Abstract
Over the last several years and within the framework of the Sustainable Development Goals, there has been a need to improve the measurement and understanding of local geographic patterns to support more decentralized decision-making and more efficient program implementation. This requires more disaggregated data that are not currently available in a nationally representative household survey.
This study explores the potential of model-based geostatistics methodology to model DHS survey indicators. We implement a stacked ensemble modeling approach that combines multiple model algorithmic methods to increase predictive validity relative to a single modeling. The approach captures potentially complex interactions and non-linear effects among the geospatial covariates. Three submodels are fitted to six DHS indicator survey data using the geospatial covariates as exploratory predictors. The model prediction surfaces generated from the submodels are used as covariates in the final Bayesian geostatistical model, which is implemented through a stochastic partial differential equation approach in the integrated nested Laplace approximations.

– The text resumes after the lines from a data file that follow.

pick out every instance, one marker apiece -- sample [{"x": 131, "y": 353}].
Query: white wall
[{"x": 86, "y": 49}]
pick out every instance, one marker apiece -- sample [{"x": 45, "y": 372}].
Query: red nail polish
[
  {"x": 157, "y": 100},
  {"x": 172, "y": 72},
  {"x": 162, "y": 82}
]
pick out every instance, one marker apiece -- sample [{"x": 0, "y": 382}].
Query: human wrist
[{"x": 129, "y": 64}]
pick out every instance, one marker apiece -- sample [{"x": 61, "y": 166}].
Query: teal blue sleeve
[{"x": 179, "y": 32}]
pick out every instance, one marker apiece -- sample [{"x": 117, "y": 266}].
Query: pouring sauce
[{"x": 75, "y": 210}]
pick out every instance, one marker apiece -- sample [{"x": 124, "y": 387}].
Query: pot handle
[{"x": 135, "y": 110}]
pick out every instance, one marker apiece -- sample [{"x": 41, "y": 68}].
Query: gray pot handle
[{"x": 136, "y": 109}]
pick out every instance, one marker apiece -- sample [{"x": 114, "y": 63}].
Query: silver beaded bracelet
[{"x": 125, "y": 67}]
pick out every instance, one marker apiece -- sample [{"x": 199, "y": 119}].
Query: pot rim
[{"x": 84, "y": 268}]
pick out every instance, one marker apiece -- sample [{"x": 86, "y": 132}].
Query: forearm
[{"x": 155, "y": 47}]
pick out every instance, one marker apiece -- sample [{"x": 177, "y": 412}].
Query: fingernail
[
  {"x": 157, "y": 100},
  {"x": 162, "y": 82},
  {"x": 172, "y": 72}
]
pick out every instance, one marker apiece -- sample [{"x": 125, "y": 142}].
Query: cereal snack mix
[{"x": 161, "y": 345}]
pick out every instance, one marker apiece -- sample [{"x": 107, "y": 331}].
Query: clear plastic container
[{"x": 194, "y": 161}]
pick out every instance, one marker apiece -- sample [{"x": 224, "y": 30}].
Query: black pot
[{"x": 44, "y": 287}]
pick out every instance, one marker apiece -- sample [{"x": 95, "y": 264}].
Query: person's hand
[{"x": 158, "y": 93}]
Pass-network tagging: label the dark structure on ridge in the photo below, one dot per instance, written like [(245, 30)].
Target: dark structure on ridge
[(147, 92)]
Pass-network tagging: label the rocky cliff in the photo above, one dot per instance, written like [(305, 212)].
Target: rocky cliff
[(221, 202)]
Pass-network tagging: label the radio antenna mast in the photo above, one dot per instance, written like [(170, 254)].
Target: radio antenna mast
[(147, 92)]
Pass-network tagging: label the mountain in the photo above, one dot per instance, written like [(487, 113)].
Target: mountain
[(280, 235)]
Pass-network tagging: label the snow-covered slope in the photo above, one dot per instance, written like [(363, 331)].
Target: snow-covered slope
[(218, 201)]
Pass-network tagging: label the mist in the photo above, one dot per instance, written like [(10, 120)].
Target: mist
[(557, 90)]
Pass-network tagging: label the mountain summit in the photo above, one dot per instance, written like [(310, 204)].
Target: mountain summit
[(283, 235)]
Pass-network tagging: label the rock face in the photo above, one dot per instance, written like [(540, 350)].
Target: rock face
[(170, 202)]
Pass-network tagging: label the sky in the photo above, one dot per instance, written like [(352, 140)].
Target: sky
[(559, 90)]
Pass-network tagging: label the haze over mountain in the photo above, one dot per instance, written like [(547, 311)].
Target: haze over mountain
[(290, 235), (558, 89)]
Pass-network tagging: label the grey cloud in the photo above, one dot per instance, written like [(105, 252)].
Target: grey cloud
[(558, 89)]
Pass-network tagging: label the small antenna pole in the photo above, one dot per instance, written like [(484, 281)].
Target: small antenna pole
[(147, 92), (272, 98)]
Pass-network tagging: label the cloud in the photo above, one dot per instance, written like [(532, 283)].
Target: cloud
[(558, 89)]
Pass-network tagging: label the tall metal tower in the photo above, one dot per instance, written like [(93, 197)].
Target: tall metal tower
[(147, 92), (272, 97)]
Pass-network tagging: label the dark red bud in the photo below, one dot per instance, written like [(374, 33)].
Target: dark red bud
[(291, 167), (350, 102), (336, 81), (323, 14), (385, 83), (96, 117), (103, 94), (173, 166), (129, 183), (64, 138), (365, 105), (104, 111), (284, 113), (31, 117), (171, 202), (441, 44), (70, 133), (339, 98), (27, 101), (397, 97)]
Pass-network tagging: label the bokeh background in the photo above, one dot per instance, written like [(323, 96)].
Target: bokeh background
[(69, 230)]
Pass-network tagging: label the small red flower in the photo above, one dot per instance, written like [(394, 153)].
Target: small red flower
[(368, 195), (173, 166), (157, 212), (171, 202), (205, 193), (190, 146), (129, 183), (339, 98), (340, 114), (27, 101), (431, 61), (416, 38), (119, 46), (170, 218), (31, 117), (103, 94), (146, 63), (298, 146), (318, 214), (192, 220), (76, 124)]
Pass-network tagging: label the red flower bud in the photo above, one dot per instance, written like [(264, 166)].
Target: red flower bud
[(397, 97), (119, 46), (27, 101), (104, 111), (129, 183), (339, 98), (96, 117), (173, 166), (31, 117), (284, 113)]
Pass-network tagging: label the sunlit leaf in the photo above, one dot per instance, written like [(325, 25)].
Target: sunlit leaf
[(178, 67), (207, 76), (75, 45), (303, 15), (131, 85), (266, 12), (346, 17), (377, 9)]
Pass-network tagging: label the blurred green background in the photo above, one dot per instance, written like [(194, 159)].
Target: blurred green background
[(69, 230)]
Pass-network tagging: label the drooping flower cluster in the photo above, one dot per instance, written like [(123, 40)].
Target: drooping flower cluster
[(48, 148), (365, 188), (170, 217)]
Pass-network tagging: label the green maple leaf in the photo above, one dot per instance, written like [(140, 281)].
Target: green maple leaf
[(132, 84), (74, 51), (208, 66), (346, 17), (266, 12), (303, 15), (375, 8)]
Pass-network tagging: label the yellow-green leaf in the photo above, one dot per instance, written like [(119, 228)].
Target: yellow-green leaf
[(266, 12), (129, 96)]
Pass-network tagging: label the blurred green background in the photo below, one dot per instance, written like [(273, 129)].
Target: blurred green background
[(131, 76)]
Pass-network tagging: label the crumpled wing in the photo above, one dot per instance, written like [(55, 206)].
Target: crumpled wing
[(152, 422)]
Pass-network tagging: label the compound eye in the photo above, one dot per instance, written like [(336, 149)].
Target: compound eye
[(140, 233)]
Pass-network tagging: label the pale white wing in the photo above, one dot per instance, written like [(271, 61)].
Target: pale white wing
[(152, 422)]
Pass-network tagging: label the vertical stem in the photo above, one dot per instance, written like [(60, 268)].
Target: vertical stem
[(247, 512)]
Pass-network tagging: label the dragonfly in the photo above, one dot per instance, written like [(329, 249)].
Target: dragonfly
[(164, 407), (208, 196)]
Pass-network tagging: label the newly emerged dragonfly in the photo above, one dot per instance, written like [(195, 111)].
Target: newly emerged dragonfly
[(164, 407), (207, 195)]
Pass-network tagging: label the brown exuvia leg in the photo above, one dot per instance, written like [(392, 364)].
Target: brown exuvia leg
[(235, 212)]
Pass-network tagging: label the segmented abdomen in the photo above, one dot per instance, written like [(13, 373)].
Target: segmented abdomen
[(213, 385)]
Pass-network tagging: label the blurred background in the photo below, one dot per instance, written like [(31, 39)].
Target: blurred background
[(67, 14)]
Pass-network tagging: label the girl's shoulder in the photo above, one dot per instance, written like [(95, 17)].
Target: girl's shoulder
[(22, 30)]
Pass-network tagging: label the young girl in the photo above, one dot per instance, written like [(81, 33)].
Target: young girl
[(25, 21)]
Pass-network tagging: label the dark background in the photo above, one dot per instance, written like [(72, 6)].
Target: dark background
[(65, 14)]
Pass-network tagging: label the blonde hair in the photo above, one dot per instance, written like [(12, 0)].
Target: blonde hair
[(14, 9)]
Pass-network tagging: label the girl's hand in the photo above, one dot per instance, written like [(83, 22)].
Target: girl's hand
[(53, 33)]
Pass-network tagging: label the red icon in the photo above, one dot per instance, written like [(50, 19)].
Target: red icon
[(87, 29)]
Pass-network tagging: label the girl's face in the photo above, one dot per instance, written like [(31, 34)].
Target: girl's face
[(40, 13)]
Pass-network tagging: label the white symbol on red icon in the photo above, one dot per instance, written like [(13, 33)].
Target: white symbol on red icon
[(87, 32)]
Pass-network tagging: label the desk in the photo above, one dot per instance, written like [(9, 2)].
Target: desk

The proposed approach can help to inform the allocation of resources and program implementation in areas that need more attention. Countries can use this approach to model other DHS survey indicators at much smaller spatial scales.
Background and objectives
Background
The Demographic and Health Surveys (DHS) Program has been a leader in collecting and providing cluster-randomized survey data on various development and health indicators. In addition to the standard open-source data files in which household and individual survey results can be tabulated by first-order subnational units (states/provinces or regions) andurban/rural strata, more surveys are now providing georeferenced data for individual clusters. The availability of the Global Positioning System (GPS) coordinates for DHS, the Malaria Indicator Survey (MIS), and the AIDS Indicator Survey (AIS) clusters provides highly local scale information that can be linked with survey outputs for quantifying demographic and health status heterogeneities and inequities.
During the last several years and within the framework of the Sustainable Development Goals (SDGs), there has been an expressed need to improve the measurement and understanding of local geographic patterns in order to support more decentralized decision-making and more efficient program implementation [1]. This requires additional disaggregated data that are not currently available in a nationally representative household survey.

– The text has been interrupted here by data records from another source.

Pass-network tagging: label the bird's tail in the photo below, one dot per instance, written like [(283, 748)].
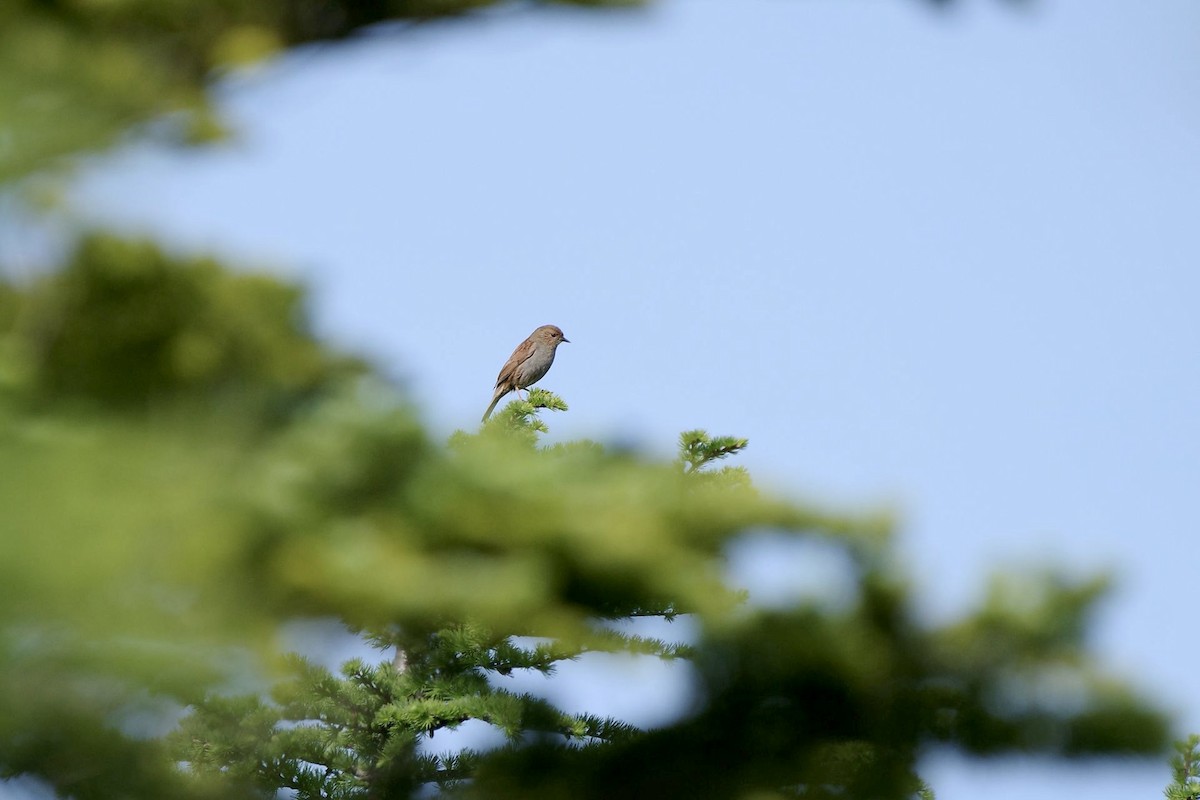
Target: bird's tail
[(495, 401)]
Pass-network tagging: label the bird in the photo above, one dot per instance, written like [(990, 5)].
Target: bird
[(528, 364)]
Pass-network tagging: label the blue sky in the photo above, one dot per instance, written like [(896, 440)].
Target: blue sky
[(940, 263)]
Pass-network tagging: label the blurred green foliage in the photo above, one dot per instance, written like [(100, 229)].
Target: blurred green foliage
[(184, 468), (78, 74)]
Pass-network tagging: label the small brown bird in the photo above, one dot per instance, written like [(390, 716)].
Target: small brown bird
[(528, 364)]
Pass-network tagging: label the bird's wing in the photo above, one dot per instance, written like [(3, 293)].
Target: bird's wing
[(509, 371)]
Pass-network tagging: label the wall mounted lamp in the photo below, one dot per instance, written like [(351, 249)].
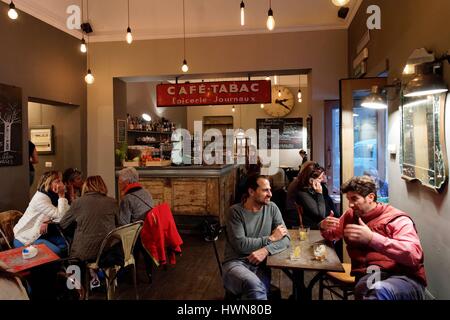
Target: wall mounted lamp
[(428, 79), (375, 100), (12, 12)]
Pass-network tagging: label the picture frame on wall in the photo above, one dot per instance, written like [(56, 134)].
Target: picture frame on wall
[(121, 131), (43, 139), (10, 125)]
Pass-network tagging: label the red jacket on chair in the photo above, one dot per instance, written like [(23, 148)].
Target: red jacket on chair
[(160, 233)]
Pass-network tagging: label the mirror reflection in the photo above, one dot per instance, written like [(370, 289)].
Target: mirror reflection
[(423, 154)]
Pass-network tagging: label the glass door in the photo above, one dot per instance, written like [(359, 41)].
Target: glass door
[(363, 135)]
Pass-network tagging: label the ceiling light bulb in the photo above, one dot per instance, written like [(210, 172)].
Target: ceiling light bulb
[(129, 36), (89, 77), (12, 12), (146, 117), (83, 47), (185, 67), (340, 3), (270, 20), (242, 13)]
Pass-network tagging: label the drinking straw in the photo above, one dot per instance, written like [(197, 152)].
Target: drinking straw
[(300, 214)]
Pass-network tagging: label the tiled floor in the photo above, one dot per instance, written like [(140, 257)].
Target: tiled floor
[(194, 277)]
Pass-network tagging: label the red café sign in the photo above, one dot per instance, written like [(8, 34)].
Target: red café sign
[(213, 93)]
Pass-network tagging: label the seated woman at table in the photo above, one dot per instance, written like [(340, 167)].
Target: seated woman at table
[(308, 192), (47, 205), (95, 215)]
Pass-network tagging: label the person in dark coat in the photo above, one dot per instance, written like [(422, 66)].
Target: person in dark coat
[(308, 192), (95, 215)]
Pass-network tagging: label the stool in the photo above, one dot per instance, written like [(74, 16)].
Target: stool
[(338, 280)]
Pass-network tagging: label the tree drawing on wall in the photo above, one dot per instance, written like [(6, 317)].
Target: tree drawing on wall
[(8, 118), (10, 125)]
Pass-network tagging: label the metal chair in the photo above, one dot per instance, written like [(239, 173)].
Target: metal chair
[(334, 281), (127, 236)]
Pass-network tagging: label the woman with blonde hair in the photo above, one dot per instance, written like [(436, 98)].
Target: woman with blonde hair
[(95, 215), (47, 204)]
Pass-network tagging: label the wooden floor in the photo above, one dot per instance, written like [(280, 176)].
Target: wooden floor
[(195, 276)]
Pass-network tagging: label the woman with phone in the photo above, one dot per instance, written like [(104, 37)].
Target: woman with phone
[(309, 193)]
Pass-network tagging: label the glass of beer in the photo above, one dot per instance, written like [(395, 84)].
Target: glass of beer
[(303, 233)]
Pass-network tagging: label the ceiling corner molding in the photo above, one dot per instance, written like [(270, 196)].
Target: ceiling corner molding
[(145, 34), (33, 8), (353, 12)]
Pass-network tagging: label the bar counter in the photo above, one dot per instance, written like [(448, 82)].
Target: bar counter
[(191, 190)]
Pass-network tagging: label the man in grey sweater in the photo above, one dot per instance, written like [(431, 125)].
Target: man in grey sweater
[(255, 229)]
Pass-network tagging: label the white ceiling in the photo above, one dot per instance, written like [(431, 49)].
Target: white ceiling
[(163, 19)]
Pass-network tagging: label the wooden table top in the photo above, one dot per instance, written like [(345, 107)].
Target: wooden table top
[(306, 261), (15, 263)]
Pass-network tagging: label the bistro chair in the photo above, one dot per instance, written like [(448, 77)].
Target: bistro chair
[(341, 284), (8, 219), (127, 236)]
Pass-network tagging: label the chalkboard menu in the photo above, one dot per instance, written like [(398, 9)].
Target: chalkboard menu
[(290, 130), (10, 126)]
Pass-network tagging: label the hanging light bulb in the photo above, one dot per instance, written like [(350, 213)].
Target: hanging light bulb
[(89, 78), (83, 47), (129, 36), (340, 3), (185, 67), (12, 12), (270, 20), (242, 13)]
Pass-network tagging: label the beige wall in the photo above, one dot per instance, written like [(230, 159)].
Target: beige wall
[(325, 52), (66, 121), (407, 25), (141, 97), (46, 63)]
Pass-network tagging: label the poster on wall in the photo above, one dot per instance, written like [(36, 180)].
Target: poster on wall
[(42, 137), (290, 130), (10, 126)]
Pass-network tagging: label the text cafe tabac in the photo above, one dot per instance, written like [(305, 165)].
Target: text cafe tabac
[(214, 93)]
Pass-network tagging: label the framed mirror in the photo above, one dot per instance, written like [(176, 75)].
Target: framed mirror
[(423, 153)]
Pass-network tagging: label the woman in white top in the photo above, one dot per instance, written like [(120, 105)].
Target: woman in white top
[(47, 205)]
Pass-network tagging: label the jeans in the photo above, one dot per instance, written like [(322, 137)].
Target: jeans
[(250, 281), (390, 287), (55, 243)]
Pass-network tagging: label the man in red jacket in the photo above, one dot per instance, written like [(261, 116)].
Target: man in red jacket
[(382, 242)]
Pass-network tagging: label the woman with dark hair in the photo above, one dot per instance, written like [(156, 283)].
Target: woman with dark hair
[(47, 205), (308, 195), (95, 215)]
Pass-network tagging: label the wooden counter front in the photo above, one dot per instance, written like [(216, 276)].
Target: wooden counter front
[(192, 190)]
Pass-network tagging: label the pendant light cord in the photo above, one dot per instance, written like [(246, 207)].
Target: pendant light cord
[(184, 34)]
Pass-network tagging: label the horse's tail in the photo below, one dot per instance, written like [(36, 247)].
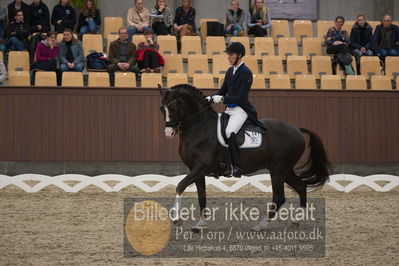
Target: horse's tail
[(319, 166)]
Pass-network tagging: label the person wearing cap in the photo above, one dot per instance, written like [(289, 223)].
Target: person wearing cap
[(234, 93)]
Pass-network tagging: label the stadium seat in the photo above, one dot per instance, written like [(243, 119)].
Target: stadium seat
[(99, 79), (272, 65), (356, 82), (45, 79), (305, 82), (264, 46), (72, 79), (280, 29), (203, 81), (215, 45), (287, 47), (190, 45), (18, 78), (331, 82), (151, 80), (280, 82), (392, 66), (321, 65), (297, 65), (197, 64), (312, 47), (18, 61), (112, 25), (167, 44), (176, 79), (125, 80), (381, 83), (173, 64), (92, 43), (303, 29)]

Analyses of the DHS survey indicators are conducted primarily at the national level, but also at the first subnational administrative level (Admin 1). Since estimates produced at the national level are more useful for making comparisons between nations and aggregating across large world regions, their natural audience includes international policymakers and donors [2]. However, the Admin 1 analysis does not provide comprehensive estimates at lower levels, such as the second subnational administrative level (Admin 2), where health programs are designed and implemented.

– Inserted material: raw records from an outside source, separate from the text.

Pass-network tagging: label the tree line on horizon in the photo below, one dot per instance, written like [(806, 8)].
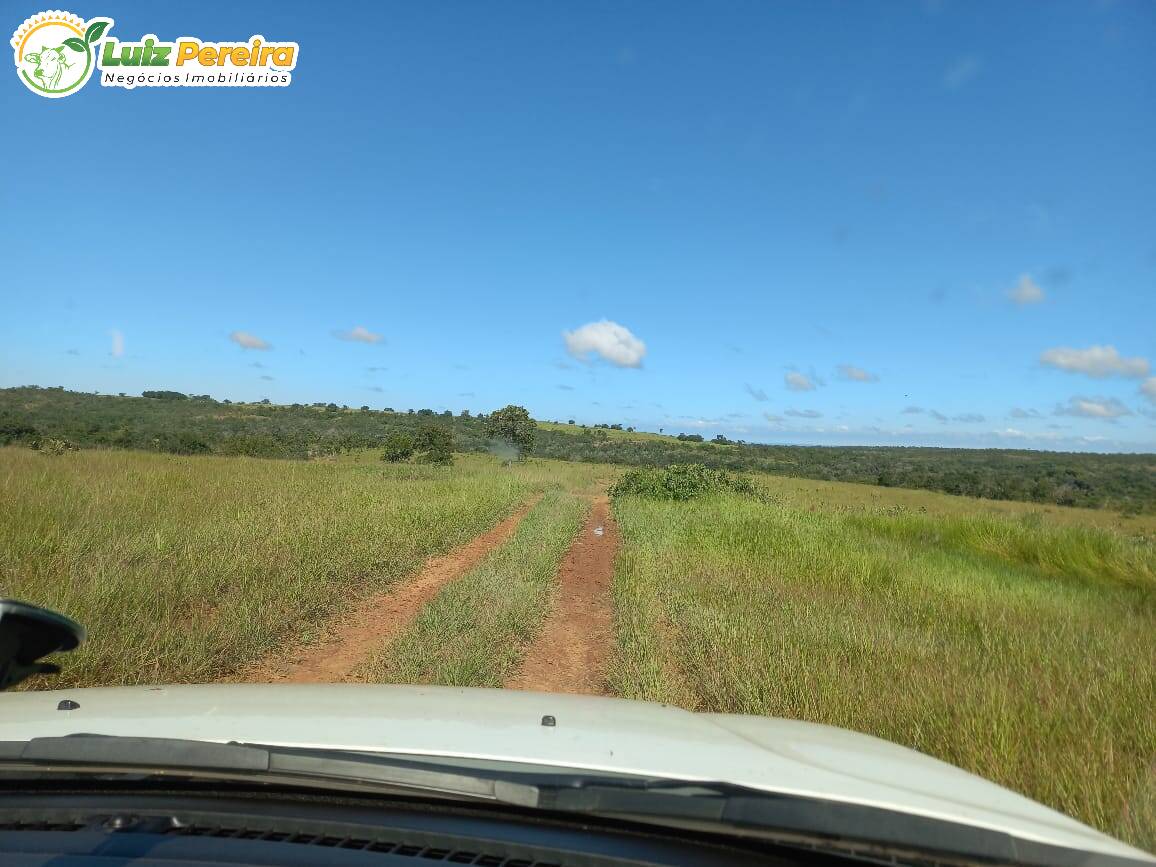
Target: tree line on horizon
[(167, 421)]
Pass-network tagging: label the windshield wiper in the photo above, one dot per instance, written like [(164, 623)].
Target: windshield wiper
[(699, 806), (111, 754)]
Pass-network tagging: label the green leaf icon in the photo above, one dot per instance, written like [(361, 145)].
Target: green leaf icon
[(95, 30)]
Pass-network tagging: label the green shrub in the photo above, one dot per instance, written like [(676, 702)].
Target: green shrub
[(435, 444), (398, 447), (681, 481)]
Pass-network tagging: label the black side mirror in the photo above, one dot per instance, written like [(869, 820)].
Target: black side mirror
[(28, 632)]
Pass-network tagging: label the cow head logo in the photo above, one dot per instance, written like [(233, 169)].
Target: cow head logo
[(56, 51)]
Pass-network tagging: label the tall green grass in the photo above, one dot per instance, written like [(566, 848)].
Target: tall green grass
[(475, 631), (1021, 651), (185, 569)]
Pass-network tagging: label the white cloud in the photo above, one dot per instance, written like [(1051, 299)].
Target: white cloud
[(609, 340), (247, 341), (360, 334), (1095, 361), (1025, 291), (1148, 388), (799, 382), (962, 71), (1106, 408), (857, 375)]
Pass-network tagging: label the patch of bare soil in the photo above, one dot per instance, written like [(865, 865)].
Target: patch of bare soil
[(356, 635), (571, 653)]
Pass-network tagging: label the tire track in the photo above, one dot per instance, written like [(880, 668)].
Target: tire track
[(573, 647), (354, 636)]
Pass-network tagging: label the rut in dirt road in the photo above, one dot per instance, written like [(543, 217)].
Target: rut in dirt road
[(356, 635), (572, 651)]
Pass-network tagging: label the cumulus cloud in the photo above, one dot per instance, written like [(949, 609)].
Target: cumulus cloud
[(1105, 408), (857, 375), (608, 340), (1025, 291), (1095, 361), (247, 341), (799, 382), (1149, 388), (962, 71), (360, 334)]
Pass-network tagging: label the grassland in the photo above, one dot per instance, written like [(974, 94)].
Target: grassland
[(1020, 649), (1017, 641), (475, 631), (184, 569)]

To better address the need for fine spatial and lower administrative level estimates, there are three possible options: (i) Scaling-up the nationally representative survey data collection process by increasing the sample size, survey costs, and survey time to create a representative sample at the desired administrative level. (ii) Using data derived from routine health management information systems (HMIS) from health facilities, communities, census, or other household surveys, such as data that can determine the vaccination coverage in a district. (iii) Creating spatially interpolated maps that use modeling techniques to predict values at non-surveyed locations.
Increasing DHS survey sample size to enable increased geographic disaggregation is both time consuming and expensive. Thus, the first option may not be feasible in an increasingly resource-constrained environment. With the second option, HMIS data quality is not always reliable, and the data are not easily accessed. The third option, which uses spatial modeling techniques that leverage existing survey data, spatial relationships between survey clusters, and relationships with geospatial covariates, has become increasingly popular in mapping key development indicators at high spatial resolution [3, 4].
The Bayesian spatial approach is increasingly recognized as an excellent geostatistical analysis method for addressing uncertainty in the model estimates and for being flexible and capable of handling missing data [5]. This approach has been widely used to predict and map various indicators such as those described in SAR 11 [6], poverty [7], and malaria [8, 9, 10, 11, 12, 13, 14, 15]. In these studies, environmental data layers that are thought to influence the indicators are used to explain some of the variations in prevalence across different areas. This can aid our understanding of the relationships between the indicator and the influence of climatic/environmental and socioeconomic factors [16].
The Markov Chain Monte Carlo (MCMC) algorithms have been the most common method for making Bayesian statistical inferences with generalized linear geostatistical models (GLGM) [17]. The MCMC has been developed for model estimation, but can be computationally expensive, especially with big data. There has been a recent increase in the application of integrated nested Laplace approximation (INLA) methodology and software (
Objectives
In this study, we explore the potential of model-based geostatistics (MBG) methodology (described in the methods section) to model DHS survey indicators. More specifically, we use the stacking and ensemble model approaches to predict the indicators at a high-resolution gridded pixel level, and produce estimates at the Admin 2 level. The INLA methodology is used to create a model for predicting the indicators based on the different geospatial covariates and spatially correlated random effects, and to produce prediction maps. The report will develop R code structure and workflow for routine interpolation of survey data at the second subnational administrative level (Admin 2).
Methods
A modeling framework for generating standardized modeled surfaces using DHS survey data has been described in SAR 11 [6] and SAR 14 [19]. In this analysis, we employed a new geospatial modeling approach similar to that used in mapping of child growth failure [20], education attainment [21], vaccine coverage [22], HIV [23], exclusive breastfeeding [24], and childhood diarrheal diseases [25]. We adopted this method because it has been shown to improve the prediction accuracy based on the stacked generalization that allows for multiple, non-linear algorithmic mean functions to be embedded within a Gaussian process framework [26]. We detail this approach in the next sections.
DHS indicators
The DHS indicators included in the analysis were extracted from two national DHS surveys, the Kenya 2014 DHS and Ethiopia 2016 DHS. We considered data only from those surveys that had described the total number of individuals examined, the proportion of positive cases, and the coordinates of their geographical locations. From these surveys, we obtained 1,583 and 620 clusters for Kenya and Ethiopia, respectively. Table 1 describes the indicators we modeled.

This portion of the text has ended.